Abstract
Unconventional hydrocarbon resources from low-permeability formation, i.e., tight sands and shales, are currently received great attention because of their potential to supply the entire world with sufficient energy for the decades to come. In the past few years, as a result of industry-wide R&D effort, progresses are being made towards commercial development of gas and oil from such unconventional resources. However, studies, understandings, and effective technologies needed for development of unconventional reservoirs are far behind the industry needs.
Unconventional reservoir dynamics is characterized by highly nonlinear behavior of multiphase flow in extremely low- permeability rock, coupled by many co-existing, processes, e.g., non-Darcy flow and rock-fluid interaction within tiny pores or micro-fractures.
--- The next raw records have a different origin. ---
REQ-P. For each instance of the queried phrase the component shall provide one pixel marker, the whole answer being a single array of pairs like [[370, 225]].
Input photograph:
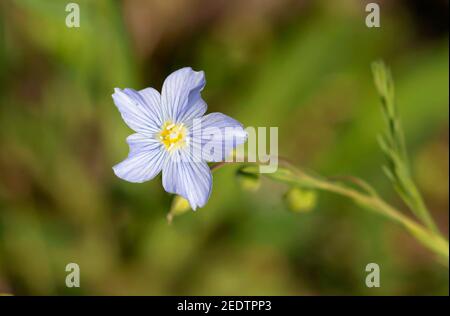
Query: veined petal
[[144, 161], [215, 135], [191, 180], [137, 111], [180, 97]]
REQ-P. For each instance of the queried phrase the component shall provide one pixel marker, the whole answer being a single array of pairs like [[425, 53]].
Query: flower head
[[173, 136]]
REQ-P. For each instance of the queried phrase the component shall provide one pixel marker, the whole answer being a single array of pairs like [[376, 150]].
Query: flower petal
[[144, 161], [141, 111], [191, 180], [215, 135], [180, 97]]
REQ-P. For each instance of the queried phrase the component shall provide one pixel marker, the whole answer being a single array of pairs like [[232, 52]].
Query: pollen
[[173, 135]]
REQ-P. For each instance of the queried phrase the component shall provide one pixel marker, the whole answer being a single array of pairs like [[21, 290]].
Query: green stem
[[429, 238]]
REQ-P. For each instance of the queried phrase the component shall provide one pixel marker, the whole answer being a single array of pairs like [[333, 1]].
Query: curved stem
[[370, 200]]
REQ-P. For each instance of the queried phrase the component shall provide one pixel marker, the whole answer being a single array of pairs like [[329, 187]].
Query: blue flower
[[174, 136]]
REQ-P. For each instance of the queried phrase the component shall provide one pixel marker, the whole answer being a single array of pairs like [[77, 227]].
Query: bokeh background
[[303, 66]]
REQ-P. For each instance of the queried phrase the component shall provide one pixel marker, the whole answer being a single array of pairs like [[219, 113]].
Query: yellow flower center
[[173, 135]]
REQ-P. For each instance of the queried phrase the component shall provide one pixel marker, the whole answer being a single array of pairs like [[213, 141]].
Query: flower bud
[[179, 206], [300, 200], [248, 181]]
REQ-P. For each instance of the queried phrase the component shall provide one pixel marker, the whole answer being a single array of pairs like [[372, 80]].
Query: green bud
[[248, 181], [179, 206], [300, 200]]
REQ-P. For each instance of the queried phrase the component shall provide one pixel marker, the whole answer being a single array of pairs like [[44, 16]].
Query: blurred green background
[[303, 66]]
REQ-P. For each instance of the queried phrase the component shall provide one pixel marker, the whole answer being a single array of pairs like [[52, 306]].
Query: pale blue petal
[[180, 97], [191, 180], [137, 113], [144, 161], [219, 134]]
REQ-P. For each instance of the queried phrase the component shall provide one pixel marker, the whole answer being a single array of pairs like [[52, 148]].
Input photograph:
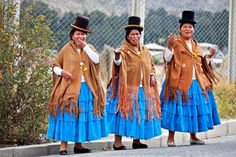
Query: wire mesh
[[108, 18]]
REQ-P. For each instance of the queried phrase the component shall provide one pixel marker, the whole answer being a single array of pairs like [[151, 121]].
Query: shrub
[[25, 80]]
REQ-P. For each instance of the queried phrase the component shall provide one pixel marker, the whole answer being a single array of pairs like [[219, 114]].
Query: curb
[[225, 129]]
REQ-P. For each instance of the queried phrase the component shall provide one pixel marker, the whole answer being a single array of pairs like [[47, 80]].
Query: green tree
[[25, 79]]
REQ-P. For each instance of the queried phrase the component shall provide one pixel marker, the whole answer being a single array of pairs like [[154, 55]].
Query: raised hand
[[211, 53], [67, 75], [117, 54], [171, 39]]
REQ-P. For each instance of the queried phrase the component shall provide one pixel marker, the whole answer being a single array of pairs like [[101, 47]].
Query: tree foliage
[[25, 80]]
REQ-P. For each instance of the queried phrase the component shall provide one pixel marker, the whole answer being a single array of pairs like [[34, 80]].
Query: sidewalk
[[226, 128]]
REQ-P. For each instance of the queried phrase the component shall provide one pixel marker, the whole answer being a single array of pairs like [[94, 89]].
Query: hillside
[[117, 7]]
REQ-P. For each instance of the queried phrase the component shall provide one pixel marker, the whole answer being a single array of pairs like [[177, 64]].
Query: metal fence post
[[232, 40], [138, 9]]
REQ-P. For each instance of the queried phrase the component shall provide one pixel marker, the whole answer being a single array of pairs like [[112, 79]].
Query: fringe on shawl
[[209, 71]]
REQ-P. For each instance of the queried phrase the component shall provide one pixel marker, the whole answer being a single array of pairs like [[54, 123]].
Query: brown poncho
[[180, 70], [65, 92], [130, 71]]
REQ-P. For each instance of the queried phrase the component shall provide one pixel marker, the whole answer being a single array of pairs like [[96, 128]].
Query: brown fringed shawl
[[129, 74], [180, 70], [65, 92]]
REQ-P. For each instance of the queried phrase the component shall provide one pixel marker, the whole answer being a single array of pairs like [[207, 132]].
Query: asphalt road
[[216, 147]]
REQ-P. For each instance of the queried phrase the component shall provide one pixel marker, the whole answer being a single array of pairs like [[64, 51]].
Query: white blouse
[[91, 54]]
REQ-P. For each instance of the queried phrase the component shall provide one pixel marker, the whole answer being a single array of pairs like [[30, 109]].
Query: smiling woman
[[187, 99], [76, 105], [133, 105]]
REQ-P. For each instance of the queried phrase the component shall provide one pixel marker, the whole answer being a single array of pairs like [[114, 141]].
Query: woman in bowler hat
[[76, 104], [187, 99], [133, 105]]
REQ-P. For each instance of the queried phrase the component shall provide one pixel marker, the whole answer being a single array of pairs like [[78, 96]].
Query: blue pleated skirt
[[200, 114], [143, 129], [87, 127]]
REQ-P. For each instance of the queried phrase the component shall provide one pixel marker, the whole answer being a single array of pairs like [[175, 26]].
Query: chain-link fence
[[107, 20]]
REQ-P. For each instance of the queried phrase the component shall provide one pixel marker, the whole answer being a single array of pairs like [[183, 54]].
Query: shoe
[[63, 152], [119, 148], [139, 146], [171, 144], [197, 142], [83, 150]]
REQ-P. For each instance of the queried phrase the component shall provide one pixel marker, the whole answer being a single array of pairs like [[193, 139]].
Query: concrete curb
[[226, 128]]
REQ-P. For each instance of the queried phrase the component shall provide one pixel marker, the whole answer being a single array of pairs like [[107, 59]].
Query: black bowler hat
[[81, 24], [187, 17], [134, 22]]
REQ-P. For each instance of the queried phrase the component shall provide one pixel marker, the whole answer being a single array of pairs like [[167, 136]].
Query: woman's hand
[[211, 53], [67, 75], [152, 80], [117, 54], [170, 42]]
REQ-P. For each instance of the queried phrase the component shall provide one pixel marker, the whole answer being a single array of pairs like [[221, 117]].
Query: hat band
[[134, 26], [82, 29]]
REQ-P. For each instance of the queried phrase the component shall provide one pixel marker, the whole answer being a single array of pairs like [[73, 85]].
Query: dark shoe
[[63, 152], [139, 146], [197, 142], [83, 150], [119, 148]]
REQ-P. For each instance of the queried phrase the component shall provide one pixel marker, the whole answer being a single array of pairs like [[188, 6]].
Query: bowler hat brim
[[187, 21], [81, 29], [134, 26]]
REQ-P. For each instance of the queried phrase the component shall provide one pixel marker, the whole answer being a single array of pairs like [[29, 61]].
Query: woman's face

Quantitative characterization of unconventional reservoirs has been a significant scientific challenge currently. Because of complicated flow behavior, strong interaction between fluid and rock as well as multi-scaled heterogeneity, the traditional Darcy-law-and-REV-based model may not be applicable for describing flow phenomena in unconventional reservoirs. In this paper, we will discuss a general mathematical model proposed for unconventional reservoir simulation. We will present a unified framework model to incorporate various nonlinear flow and transport processes using a multi-domain, multi-continuum concept to handle multi-scaled heterogeneity of unconventional formation. Specifically, we will use extended or modified Darcy law to include the following processes: (1) non-Darcy flow with inertial effects; (2) non-Newtonian behavior (i.e., threshold pressure gradient for flow to occur); (3) adsorption and other reaction effect; and (4) rock deformation. The proposed modeling methodology has been implemented into a general reservoir simulator and will be demonstrated for its application in analyzing well tests in fractured vuggy reservoirs, non-Darcy flow, and non-Newtonian flow in porous and fractured reservoirs.